Surprisingly, there were a bunch of children at today's 4:20 showing of Children of Men.
This film is NOT for children. Fucking hell.
You may read reviews elsewhere, Dear Reader, because all I have to say is this:
- Children of Men is about eight hundred kagigiditygoddamnedmuthafuckinBILLION times more bleak than Brazil.
- The super long shot is kewl.
- If this movie doesn't win best sound edit, I'll eat my six dollar drugstore straw cowboy hat.
My teeth were actually chattering toward the end. Chattering, y'all.
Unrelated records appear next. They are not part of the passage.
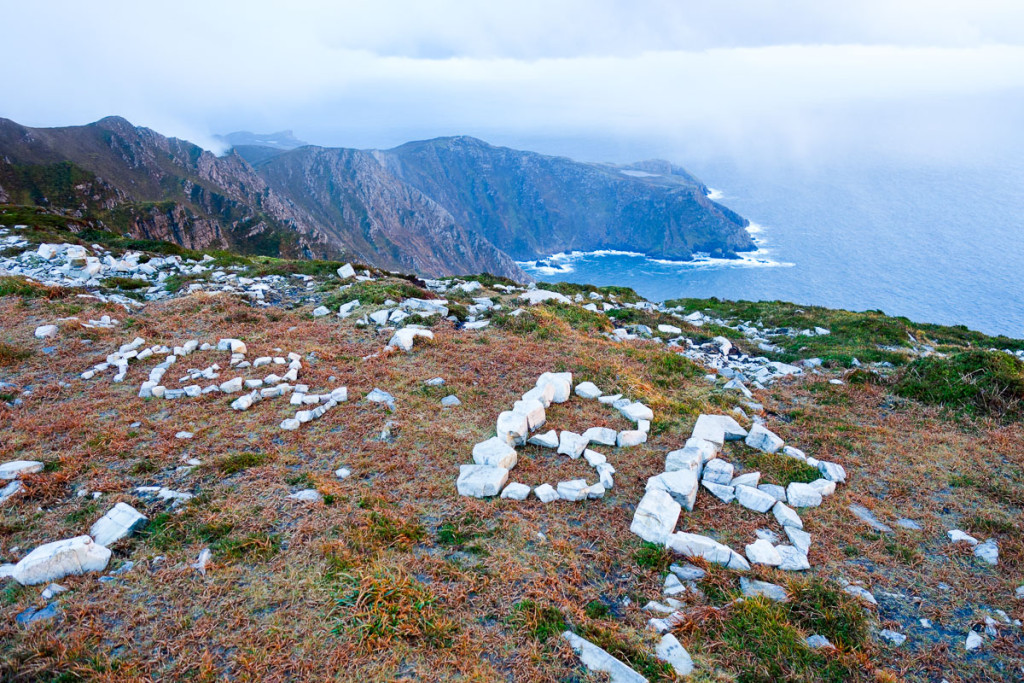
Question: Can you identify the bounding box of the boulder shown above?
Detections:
[775,546,811,571]
[456,465,509,498]
[387,328,434,352]
[496,411,529,445]
[512,398,546,431]
[89,503,146,546]
[473,436,519,470]
[555,479,589,501]
[700,479,736,503]
[559,630,647,683]
[502,482,529,501]
[615,429,647,449]
[701,458,733,486]
[739,577,790,602]
[583,427,618,445]
[771,501,804,528]
[0,460,43,479]
[11,536,111,586]
[537,373,572,403]
[558,431,590,460]
[785,481,821,508]
[630,488,682,546]
[534,483,558,503]
[665,447,703,476]
[745,424,785,453]
[647,470,697,512]
[618,402,654,422]
[735,485,778,512]
[526,429,558,449]
[667,531,751,571]
[654,634,693,676]
[744,539,782,567]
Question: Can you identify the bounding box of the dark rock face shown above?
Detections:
[0,118,754,281]
[378,137,754,260]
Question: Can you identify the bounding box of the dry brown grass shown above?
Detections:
[0,286,1024,681]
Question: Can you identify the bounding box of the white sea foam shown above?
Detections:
[517,222,796,275]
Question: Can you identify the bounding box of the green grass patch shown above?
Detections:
[508,599,566,643]
[215,453,270,476]
[332,565,456,647]
[894,351,1024,418]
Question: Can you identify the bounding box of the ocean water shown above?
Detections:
[521,160,1024,338]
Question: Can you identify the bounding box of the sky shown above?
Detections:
[0,0,1024,162]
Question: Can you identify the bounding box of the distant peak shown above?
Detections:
[216,130,309,150]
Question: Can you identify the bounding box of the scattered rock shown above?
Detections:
[89,503,146,546]
[11,536,111,586]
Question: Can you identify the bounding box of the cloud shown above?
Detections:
[0,0,1024,160]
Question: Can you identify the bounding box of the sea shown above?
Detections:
[520,158,1024,338]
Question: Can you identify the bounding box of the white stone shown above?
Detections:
[526,429,558,449]
[701,458,733,486]
[946,528,978,546]
[630,488,682,546]
[534,483,558,503]
[555,479,588,501]
[775,546,811,571]
[647,470,697,512]
[456,465,509,498]
[771,501,804,528]
[561,630,647,683]
[974,539,999,565]
[615,429,647,449]
[519,290,572,306]
[387,328,434,351]
[744,539,782,567]
[654,634,693,676]
[537,373,572,403]
[11,536,111,586]
[745,424,785,453]
[729,472,761,488]
[739,577,790,602]
[667,531,751,571]
[785,481,821,508]
[496,411,529,445]
[758,483,785,503]
[810,479,836,498]
[89,503,146,546]
[473,436,519,470]
[700,479,736,503]
[0,460,43,479]
[512,398,546,431]
[818,460,846,483]
[558,431,590,460]
[583,427,618,445]
[735,485,777,512]
[502,481,529,501]
[618,402,654,422]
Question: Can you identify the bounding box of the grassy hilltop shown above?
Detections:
[0,206,1024,683]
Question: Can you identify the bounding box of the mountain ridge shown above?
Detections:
[0,117,754,281]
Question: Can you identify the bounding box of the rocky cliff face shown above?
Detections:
[377,137,754,260]
[248,146,525,280]
[0,118,754,280]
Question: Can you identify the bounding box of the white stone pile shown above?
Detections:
[81,338,348,431]
[456,373,653,503]
[630,415,846,571]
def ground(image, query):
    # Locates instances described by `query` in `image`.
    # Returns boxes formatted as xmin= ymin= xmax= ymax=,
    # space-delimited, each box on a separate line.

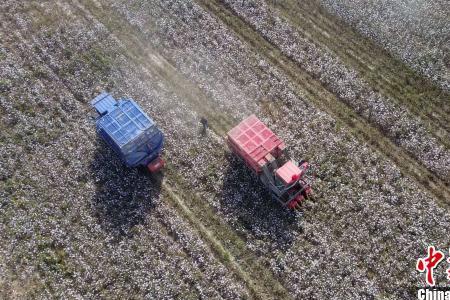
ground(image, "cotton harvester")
xmin=227 ymin=115 xmax=312 ymax=209
xmin=91 ymin=93 xmax=164 ymax=173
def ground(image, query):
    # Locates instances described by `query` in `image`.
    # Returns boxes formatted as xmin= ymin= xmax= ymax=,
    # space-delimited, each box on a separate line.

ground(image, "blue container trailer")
xmin=91 ymin=92 xmax=164 ymax=172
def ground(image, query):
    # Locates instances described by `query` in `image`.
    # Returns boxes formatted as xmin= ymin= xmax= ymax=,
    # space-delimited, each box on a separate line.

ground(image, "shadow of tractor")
xmin=221 ymin=153 xmax=302 ymax=249
xmin=91 ymin=138 xmax=162 ymax=237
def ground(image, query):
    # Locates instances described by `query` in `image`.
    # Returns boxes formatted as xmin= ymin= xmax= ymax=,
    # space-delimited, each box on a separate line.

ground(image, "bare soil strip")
xmin=69 ymin=3 xmax=289 ymax=299
xmin=197 ymin=0 xmax=450 ymax=209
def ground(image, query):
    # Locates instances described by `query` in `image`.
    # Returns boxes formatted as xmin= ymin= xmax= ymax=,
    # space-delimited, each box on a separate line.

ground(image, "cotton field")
xmin=0 ymin=0 xmax=450 ymax=299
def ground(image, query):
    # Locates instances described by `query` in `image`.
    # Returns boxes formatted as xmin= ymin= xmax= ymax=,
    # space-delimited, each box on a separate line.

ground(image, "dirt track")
xmin=0 ymin=0 xmax=450 ymax=299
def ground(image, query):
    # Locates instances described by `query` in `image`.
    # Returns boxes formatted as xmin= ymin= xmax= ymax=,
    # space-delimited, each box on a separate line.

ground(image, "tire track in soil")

Damn fine film.
The big news, though, is, of course, the big shakeup in The List of Potential Fathers of My Children!
Mr. Clive Owen came out of nowhere, Dear Reader, to occupy spot number two! No where, I tells ya! Premiering at number two is quite an accomplishment, Mr. Owen. You haven't knocked New Boyfriend Skeet out of his top spot, but until the next time I see that OK Go video, you have stomped Pink Pants. Stomped! And I love Pink Pants. Come on! The kid is wearing hot pink pants and jumping around treadmills. And he's crazy tall and skinny. AND he totally almost falls in that one part but totally saves the day. What's not to love?
did I mention ... bleak? holy crap. I need to look at shoes now.